After just 14 months on the study, the researchers pulled the plug. In that short amount of time, the researchers found the Niaspan group was doing that much better. Zetia did lower cholesterol as expected. But it had no effect on reducing plaque buildup at all! On the other hand, Niaspan shrank plaque buildup by 2% in that short period of time, and the reduction in the obstruction was significant! Furthermore, in the 160 people taking Niaspan, only two people died of heart attacks or related complications. Nine of the 165 on Zetia died of heart deaths! That computes to you having four-and-a-half times the rate/risk of death. How's that for a reward for taking the expensive petrochemical compared to the vitamin?

Is it any wonder that "health care" costs are going through the roof and impossible to restrain? Zetia has sales of over $1.5 billion in the U.S. alone. Its cousin, Vytorin, sold also by Merck, has over $2 billion in sales. That's over $3.5 billion in sales of worthless chemicals. Last year, Vytorin was found no more effective than just a statin alone. In August 2009, Merck and its marketing partner, Shering-Plough Corp, had to ante up $41.5 million in lawsuits for delaying that study in fear that the results would hurt sales.

Now regarding statins alone, let's see what Dr. Jerome Hoffman, professor of clinical medicine at UCLA had to say in Business Week. There is a statistic called the number needed to treat (or NNT) that reflects the number of people you have to treat to get an effect. Based on Pfizer's claims regarding its blockbuster drug, Lipitor, Dr. Hoffman said: "For every 100 people in the [Lipitor] trial, which lasted 3 1/3 years, three people on placebos and two people on Lipitor had heart attacks. The difference credited to the drug? One fewer heart attack per 100 people. So to spare one person a heart attack, 100 people had to take Lipitor for more than three years. The other 99 got no measurable benefit.

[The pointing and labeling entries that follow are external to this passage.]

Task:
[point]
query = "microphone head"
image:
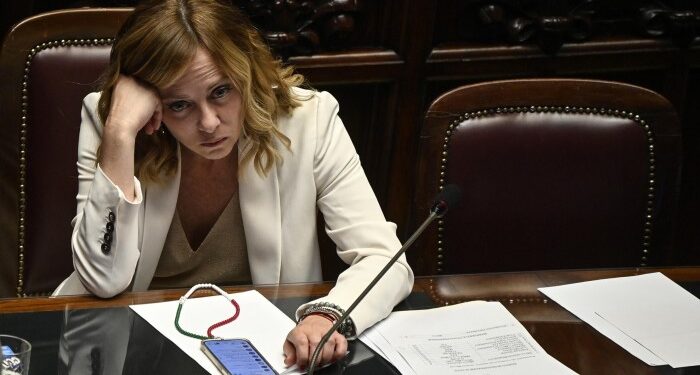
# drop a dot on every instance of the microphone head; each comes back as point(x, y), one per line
point(449, 197)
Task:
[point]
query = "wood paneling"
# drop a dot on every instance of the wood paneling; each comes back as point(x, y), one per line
point(387, 60)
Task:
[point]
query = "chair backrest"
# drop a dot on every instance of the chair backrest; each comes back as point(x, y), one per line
point(555, 174)
point(49, 63)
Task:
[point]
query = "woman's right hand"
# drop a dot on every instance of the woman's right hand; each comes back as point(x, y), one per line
point(134, 106)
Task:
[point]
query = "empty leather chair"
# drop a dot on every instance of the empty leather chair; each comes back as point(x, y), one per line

Or to put it in terms of a little-known but useful statistic, the number needed to treat (or NNT) for one person to benefit is 100."

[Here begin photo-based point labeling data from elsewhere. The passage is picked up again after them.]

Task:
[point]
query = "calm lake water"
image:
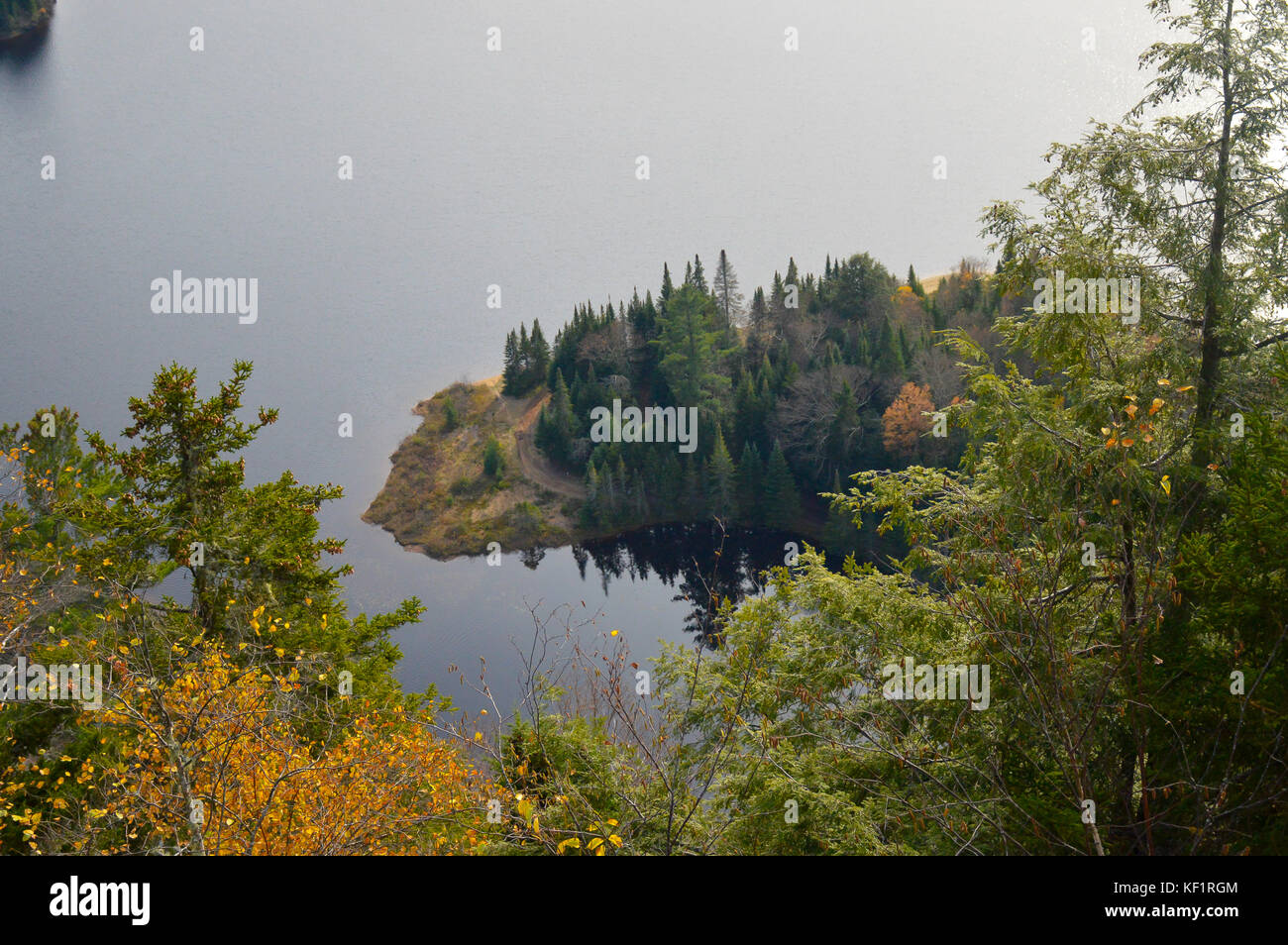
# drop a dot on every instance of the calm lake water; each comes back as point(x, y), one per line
point(513, 167)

Well hold on. That's just reflective of one clinical trial involving several hundred or a few thousand high-risk people, not millions of people in the real world currently stuffing down the snake oil. According to Business Week, "Several recent scientific papers peg the NNT for statins at 250 and up for lower-risk patients, even if they take it for five years or more." Whoa, that means that if you are a person at average risk of heart disease, you would need to take the chemical for five years just to lower your risk by 0.4%. And that negligible reduction in heart attack disease risk could be way overshadowed by the development of heart failure, liver problems, muscle disease, and other all-cause mortality, at a price tag of over $1,000 per year.

Bottom line: If you haven't already, forget the cholesterol scam. Heart disease has more to do with how your body handles its cholesterol than the raw numbers. And, if you must take something to lower a familial high-cholesterol problem, start with niacin. If that doesn't work well enough, try Advanced Cholesterol Formula. And if you need a little extra work, try red yeast rice. These don't just lower your cholesterol, they also lower all-cause morbidity (deaths) as well.

One final note: Remember that rising levels of cholesterol with age might be your body's way of offsetting lower hormones or dealing with inflammation. Sledge hammer (drug) reductions could reduce your sex and steroid hormones (made from cholesterol) and allow inflammation to flourish. So skip the drugs. Stick with a healthy diet and inexpensive supplements.